My adaptions are these—I’ve modified my diet (currently I can eat rice, carrots, lettuce, cucumber, red pepper, courgette, babycorn, bamboo shoots, spring onions, tomato, broccoli, fish and chicken). I take each day as it comes. I build my life around the concept of crip time (where life is moulded around the individual rather than trying to mould the individual around the world). I avoid crowded places. Mostly I accept that I’m a person who doesn’t go out. And when I do, I accept that it comes at a cost, that I will have post-exertional malaise (PEM) for several hours / days / weeks after the event.
When it comes to work, I’ve invented a job that works around me. I have a languages degree. I’m a qualified teacher. I’ve trained as an editor. And I’ve combined these things together to become a freelancing editor-teacher-writer. This has given me a sense of purpose, a reason to get up in the mornings.

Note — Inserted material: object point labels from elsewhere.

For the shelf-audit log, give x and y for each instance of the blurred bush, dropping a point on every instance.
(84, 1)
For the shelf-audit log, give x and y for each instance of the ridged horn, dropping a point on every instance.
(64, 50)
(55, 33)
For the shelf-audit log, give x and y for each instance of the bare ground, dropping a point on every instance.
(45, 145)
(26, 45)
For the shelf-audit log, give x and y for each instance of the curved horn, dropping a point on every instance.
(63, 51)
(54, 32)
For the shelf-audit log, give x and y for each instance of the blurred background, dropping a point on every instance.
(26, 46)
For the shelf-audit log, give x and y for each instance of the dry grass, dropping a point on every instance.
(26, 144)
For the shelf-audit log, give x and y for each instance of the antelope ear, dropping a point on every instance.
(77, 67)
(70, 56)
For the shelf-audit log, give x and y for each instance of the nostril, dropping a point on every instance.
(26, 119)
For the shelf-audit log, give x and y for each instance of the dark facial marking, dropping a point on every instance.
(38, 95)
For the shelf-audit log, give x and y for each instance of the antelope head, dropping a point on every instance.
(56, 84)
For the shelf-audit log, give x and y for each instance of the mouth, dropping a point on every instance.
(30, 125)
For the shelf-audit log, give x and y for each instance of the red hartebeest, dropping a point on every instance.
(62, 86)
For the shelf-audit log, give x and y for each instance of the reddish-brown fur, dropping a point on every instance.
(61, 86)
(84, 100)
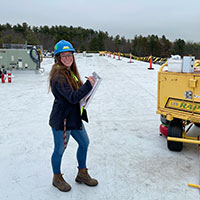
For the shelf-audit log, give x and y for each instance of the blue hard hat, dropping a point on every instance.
(63, 46)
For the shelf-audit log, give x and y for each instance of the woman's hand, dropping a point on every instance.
(91, 79)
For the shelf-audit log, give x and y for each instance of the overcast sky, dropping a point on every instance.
(173, 18)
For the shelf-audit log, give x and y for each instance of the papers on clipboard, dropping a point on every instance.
(86, 100)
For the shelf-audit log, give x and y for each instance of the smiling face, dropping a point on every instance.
(67, 58)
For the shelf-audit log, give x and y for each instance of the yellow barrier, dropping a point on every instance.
(174, 139)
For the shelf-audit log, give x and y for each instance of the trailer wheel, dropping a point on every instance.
(175, 129)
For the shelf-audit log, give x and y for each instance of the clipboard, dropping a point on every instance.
(85, 101)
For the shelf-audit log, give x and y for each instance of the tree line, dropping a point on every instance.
(91, 40)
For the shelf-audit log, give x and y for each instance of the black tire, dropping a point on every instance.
(175, 129)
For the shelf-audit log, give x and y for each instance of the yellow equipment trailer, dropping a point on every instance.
(178, 103)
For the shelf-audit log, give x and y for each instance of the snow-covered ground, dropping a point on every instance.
(126, 153)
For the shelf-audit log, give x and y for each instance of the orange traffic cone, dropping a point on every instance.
(150, 67)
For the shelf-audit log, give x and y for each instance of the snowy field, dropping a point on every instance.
(126, 153)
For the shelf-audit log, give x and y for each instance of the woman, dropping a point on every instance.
(66, 115)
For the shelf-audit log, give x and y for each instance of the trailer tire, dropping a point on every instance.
(164, 120)
(175, 129)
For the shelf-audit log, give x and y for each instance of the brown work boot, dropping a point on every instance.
(84, 177)
(60, 183)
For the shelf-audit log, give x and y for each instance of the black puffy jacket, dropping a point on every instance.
(66, 105)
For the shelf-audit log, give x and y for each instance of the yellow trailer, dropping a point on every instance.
(178, 103)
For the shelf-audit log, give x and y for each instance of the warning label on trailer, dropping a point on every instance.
(183, 105)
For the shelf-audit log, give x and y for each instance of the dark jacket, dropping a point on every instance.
(66, 105)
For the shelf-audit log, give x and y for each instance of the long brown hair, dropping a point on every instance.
(62, 73)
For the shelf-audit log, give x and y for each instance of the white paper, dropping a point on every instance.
(86, 100)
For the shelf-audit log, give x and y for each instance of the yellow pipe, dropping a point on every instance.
(182, 140)
(193, 185)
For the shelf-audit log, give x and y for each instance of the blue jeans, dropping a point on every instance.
(81, 138)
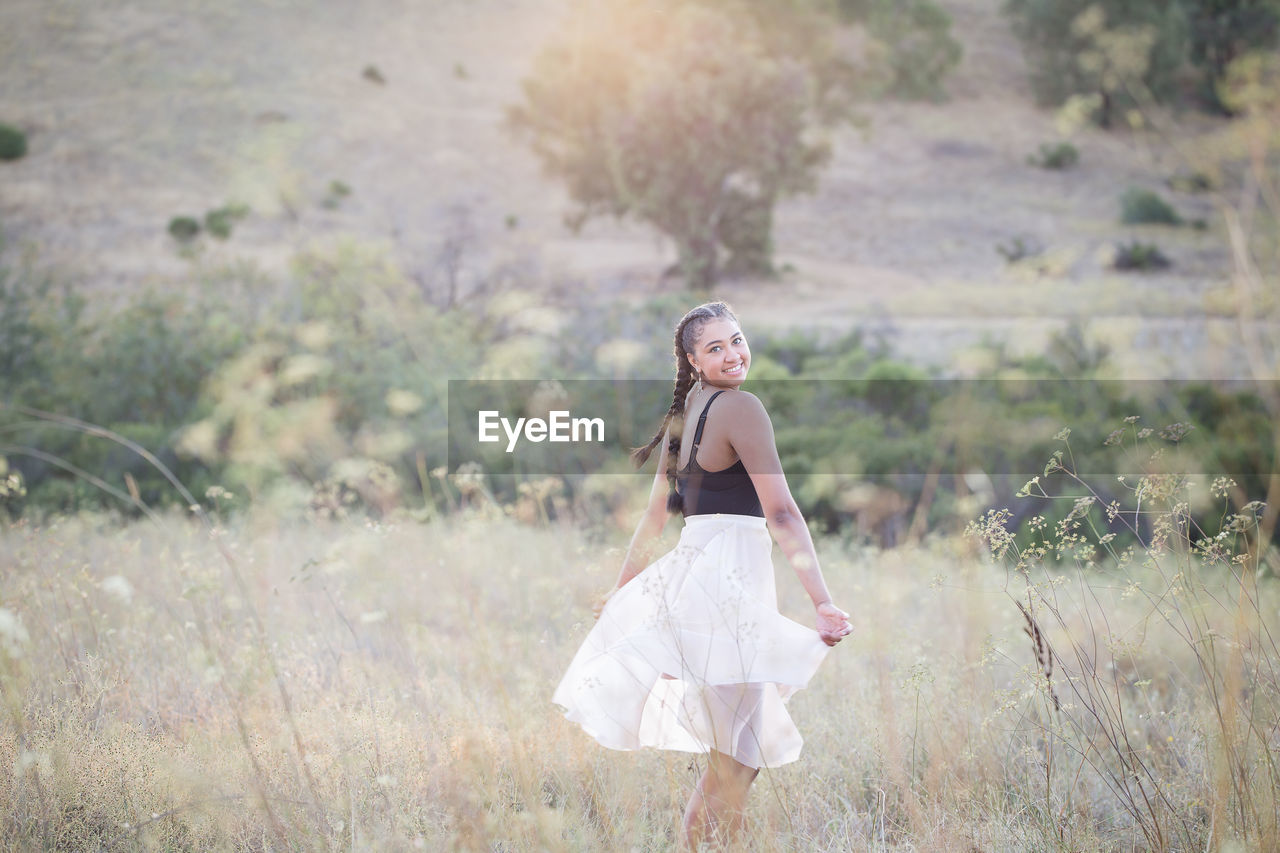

But life as a freelancer is hard. I’m not just an editor-teacher-writer. I also have to be an accountant, a marketing manager, a web designer, a social media assistant, a planner, an IT support desk, a business strategist etc. One of the hardest things for me is the business of money. I want to keep my rates as low as possible. In an ideal world, I would simply work for free. But this causes problems for others (see below). And it also doesn’t fit with the dream in that safe of independent living. Houses are expensive things. If I want to get a mortgage, I need to earn money. But money, unfortunately, doesn’t grow on trees.
Rip-off vampire
In a different corner of my mind, there’s a gremlin. Sometimes, he’s caged. Sometimes, he’s roaming free. This gremlin is an exaggeration of various comments that have been thrown my way over the last few years. Mostly what it growls is this—I’m a rip-off vampire. I’m a leech sucking the blood of innocent writers. I’m a charlatan. I’m a clown. I’m a shark. I’m a parasite.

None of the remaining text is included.